La idea de que el arte prolifera en tiempos de crisis es una ficción romántica alimentada por sueños de la vanguardia europea y de la postguerra; modelos creativos de supervivencia si se quiere. Las energías creativas de supervivencia se han convertido en conductores por los que el dinero pasa pero no se queda. Son puras agencias de sublimación. Por eso, como escribe Lyotard, lo sublime no está en el arte sino en la especulación del arte (ese espejo en el que buscamos reflejarnos y encontrar la verdad). El dinero es el ámbito de lo sublime; quizá siempre lo estuvo pero nunca fue visible de un modo tan desnudo, tan obvio. El dinero equivale a lo sublime en cada contexto cultural específico. Arquitectura, tecnología, mundo del arte, son ámbitos donde el dinero y lo sublime (y lo real) coinciden como estrategia y objetivo. Solo lo que produce y es producido con dinero subsiste y se establece como objetivo, lugar hegemónico, representación. El arte sólo tiene cabida como representación extrema del dinero y de una imagen que haga desaparecer o haga que pasen a un segundo plano, aunque sea momentáneamente, esos millones de imágenes a nuestro alrededor.

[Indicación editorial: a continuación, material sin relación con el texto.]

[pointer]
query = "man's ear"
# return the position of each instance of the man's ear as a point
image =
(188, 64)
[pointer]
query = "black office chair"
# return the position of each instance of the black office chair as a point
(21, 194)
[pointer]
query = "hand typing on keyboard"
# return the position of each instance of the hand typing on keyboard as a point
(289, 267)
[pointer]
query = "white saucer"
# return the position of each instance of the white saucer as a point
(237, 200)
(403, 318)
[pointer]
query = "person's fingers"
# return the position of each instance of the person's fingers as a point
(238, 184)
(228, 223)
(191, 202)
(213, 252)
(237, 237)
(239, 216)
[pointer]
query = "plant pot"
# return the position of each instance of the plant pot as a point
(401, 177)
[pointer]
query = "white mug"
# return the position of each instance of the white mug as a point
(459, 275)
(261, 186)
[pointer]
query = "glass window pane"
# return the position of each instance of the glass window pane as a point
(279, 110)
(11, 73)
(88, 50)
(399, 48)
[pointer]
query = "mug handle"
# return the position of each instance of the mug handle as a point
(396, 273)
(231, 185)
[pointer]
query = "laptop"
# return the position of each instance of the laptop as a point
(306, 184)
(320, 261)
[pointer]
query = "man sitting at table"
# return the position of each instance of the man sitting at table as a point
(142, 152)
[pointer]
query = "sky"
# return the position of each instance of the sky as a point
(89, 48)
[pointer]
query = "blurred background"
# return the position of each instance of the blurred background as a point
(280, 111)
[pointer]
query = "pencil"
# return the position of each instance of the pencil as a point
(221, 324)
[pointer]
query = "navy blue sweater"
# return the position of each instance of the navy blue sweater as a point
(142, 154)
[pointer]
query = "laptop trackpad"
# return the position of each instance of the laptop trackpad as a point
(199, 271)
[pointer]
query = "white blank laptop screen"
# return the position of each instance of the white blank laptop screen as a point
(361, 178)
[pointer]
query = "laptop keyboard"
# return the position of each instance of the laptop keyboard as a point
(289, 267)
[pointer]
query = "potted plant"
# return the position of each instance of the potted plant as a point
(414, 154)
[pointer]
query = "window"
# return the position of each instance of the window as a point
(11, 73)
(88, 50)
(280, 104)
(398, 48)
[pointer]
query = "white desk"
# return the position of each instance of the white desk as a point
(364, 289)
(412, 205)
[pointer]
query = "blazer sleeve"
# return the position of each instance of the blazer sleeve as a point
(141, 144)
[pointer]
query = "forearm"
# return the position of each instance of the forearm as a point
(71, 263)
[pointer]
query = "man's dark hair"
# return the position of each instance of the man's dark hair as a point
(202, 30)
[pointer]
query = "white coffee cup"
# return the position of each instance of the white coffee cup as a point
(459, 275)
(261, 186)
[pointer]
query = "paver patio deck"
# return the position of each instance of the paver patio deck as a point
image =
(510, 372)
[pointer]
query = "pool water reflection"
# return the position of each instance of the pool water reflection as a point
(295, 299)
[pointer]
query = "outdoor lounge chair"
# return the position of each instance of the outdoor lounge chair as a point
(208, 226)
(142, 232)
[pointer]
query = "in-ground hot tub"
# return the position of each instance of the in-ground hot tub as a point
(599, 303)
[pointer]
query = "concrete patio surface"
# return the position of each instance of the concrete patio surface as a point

El dinero no va a desaparecer, pero si lo hiciera seguro que el hombre volvería a hacer un arte que equivaliera al dinero. Wampumspostmodernos, arte de tiempo, especialización, dedicación y preciosismo. Pero no es ése el camino que queremos para el arte, sino su opuesto, el que indica que ahí no está el valor -en el objeto artístico- sino en la experiencia de su creación. El gran reto entonces para el arte –y en general para lo social- es averiguar si hay una alternativa viable a la imagen y al dinero como formas de representación y producción de subjetividad -y encontrarla, antes de que el tiempo y la experiencia dejen de tener algún valor.